4.5.6In de uitspraak [A] /Dexia is niet de vraag beantwoord op welk moment de stuitende werking van de collectieve actie is geëindigd. Bij de beantwoording van die vraag is het volgende van belang.
4.5.7Ingevolge art. 3:316 lid 2 BW is, indien een ingestelde eis niet tot toewijzing leidt, de verjaring slechts gestuit indien binnen zes maanden nadat het geding door het in kracht van gewijsde gaan van een uitspraak of op andere wijze is geëindigd, een nieuwe eis wordt ingesteld en deze alsnog tot toewijzing leidt. Blijkens de wetsgeschiedenis van art. 3:316 BW dient bij de zinsnede ‘of op andere wijze is geëindigd’ onder meer te worden gedacht aan afstand van instantie of aan het geval van een schikking tussen partijen gevolgd door royement. Het ‘op andere wijze’ eindigen van de procedure wordt evenwel niet bewerkstelligd door een enkele doorhaling op de rol. Volgens art. 246 lid 2 Rv heeft doorhaling op de rol geen rechtsgevolgen en kunnen partijen de rechtsgevolgen bij overeenkomst bepalen. (HR 14 november 2014, ECLI:NL:HR:2014:3240, NJ 2015/207 (Allianz Belgium/W.)) 4.6.1De Hoge Raad zal eerst ingaan op het hiervoor in 4.4.2 vermelde betoog van Värde dat geen belang bestaat bij de onderdelen 2-4 omdat de verklaring tot buitengerechtelijke vernietiging te laat is uitgebracht. In verband daarmee rijst de vraag op welk moment de collectieve actie ‘op andere wijze is geëindigd’ als bedoeld in art. 3:316 lid 2 BW, en de daar genoemde termijn van zes maanden is aangevangen.

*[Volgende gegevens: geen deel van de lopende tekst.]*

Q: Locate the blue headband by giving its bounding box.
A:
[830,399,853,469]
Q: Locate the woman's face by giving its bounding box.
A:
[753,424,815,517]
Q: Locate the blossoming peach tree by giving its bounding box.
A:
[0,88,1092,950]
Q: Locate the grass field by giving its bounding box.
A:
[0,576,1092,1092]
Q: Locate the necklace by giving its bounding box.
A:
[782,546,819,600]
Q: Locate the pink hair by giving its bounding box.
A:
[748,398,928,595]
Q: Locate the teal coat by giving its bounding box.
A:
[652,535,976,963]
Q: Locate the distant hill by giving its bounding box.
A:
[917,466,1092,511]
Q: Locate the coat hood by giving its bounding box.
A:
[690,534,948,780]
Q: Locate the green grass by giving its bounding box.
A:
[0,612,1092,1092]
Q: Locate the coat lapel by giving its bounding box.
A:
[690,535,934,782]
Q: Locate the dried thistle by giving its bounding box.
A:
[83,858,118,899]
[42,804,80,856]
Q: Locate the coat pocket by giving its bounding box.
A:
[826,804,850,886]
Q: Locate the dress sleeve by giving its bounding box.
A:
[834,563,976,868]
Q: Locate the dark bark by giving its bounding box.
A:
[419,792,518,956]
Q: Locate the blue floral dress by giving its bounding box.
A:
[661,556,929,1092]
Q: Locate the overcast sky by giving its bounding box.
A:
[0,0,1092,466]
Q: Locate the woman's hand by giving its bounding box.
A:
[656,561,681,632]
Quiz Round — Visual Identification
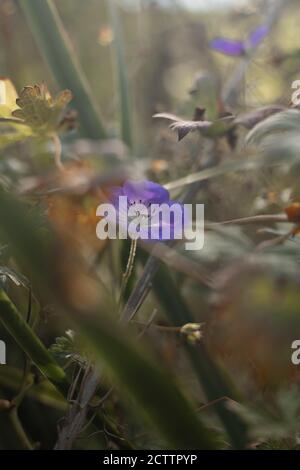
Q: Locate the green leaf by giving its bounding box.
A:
[108,0,133,148]
[0,289,68,394]
[12,84,72,136]
[19,0,106,139]
[0,193,216,449]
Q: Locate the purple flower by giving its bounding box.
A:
[110,180,187,241]
[210,25,269,57]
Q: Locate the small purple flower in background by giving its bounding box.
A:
[110,180,187,241]
[210,25,270,57]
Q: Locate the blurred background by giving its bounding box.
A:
[0,0,300,449]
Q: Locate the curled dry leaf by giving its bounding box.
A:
[234,104,286,129]
[153,113,234,141]
[284,202,300,224]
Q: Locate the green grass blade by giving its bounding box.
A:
[77,310,216,449]
[138,255,249,449]
[0,193,216,449]
[108,0,133,148]
[0,289,68,394]
[19,0,106,139]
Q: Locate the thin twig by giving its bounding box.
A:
[51,134,65,171]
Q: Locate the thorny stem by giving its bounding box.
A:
[51,133,65,171]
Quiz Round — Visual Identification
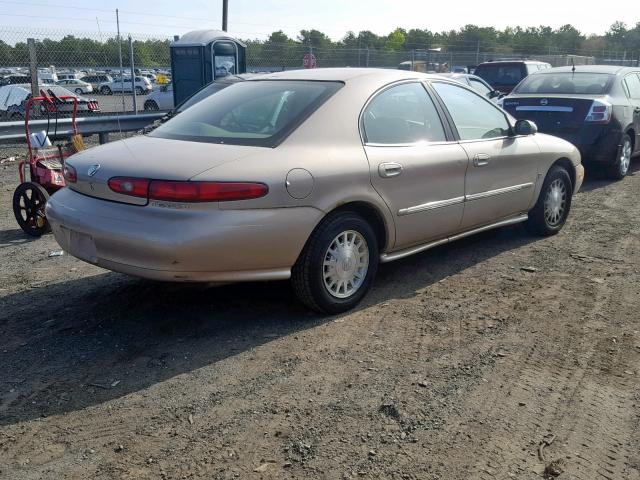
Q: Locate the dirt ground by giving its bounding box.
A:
[0,151,640,480]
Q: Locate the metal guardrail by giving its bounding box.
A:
[0,112,165,143]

4.6.2Hoewel in de Hoofdovereenkomst is bepaald dat de procedures worden geroyeerd, leidt dat royement, gelet op hetgeen hiervoor in 4.5.7 is overwogen, niet zonder meer tot de conclusie dat daarmee ook het geding is geëindigd. Of hiervan sprake is, hangt af van de inhoud en strekking van de Hoofdovereenkomst. Nu de Hoofdovereenkomst – evenals de daaruit voortvloeiende WCAM-overeenkomst – naar haar aard bestemd is om de rechtspositie van derden te beïnvloeden, zonder dat deze derden invloed hebben gehad op de inhoud of formulering daarvan, dient de uitleg van de Hoofdovereenkomst naar objectieve maatstaven te geschieden (HR 9 december 2016, ECLI:NL:HR:2016:2835, NJ 2017/11 (A/Värde)). 4.6.3Zoals blijkt uit hetgeen hiervoor in 4.5.1-4.5.4 is overwogen, heeft de collectieve actie geleid tot een collectieve schikking, die strekte tot afwikkeling van de geschillen tussen Dexia en een zo groot mogelijk aantal gedupeerden in verband met door dezen afgesloten effectenleaseovereenkomsten. In verband daarmee hebben de partijen zich in de Hoofdovereenkomst ertoe verbonden de bij die overeenkomst gevoegde WCAM-overeenkomst op de voet van art. 7:907 BW verbindend te doen verklaren. Gelet hierop brengt de omstandigheid dat partijen in de Hoofdovereenkomst hebben verklaard medewerking te zullen verlenen aan beëindiging en royement van de procedures en afstand te doen van alle in de betrokken procedures gepretendeerde rechten of vorderingen, niet mee dat met die overeenkomst is beoogd het geding (de Eegaleaseprocedure) te doen eindigen. Het doel van die overeenkomst en daarmee van de collectieve actie werd immers pas bereikt met verbindendverklaring van de uit de schikking voortvloeiende WCAM-overeenkomst.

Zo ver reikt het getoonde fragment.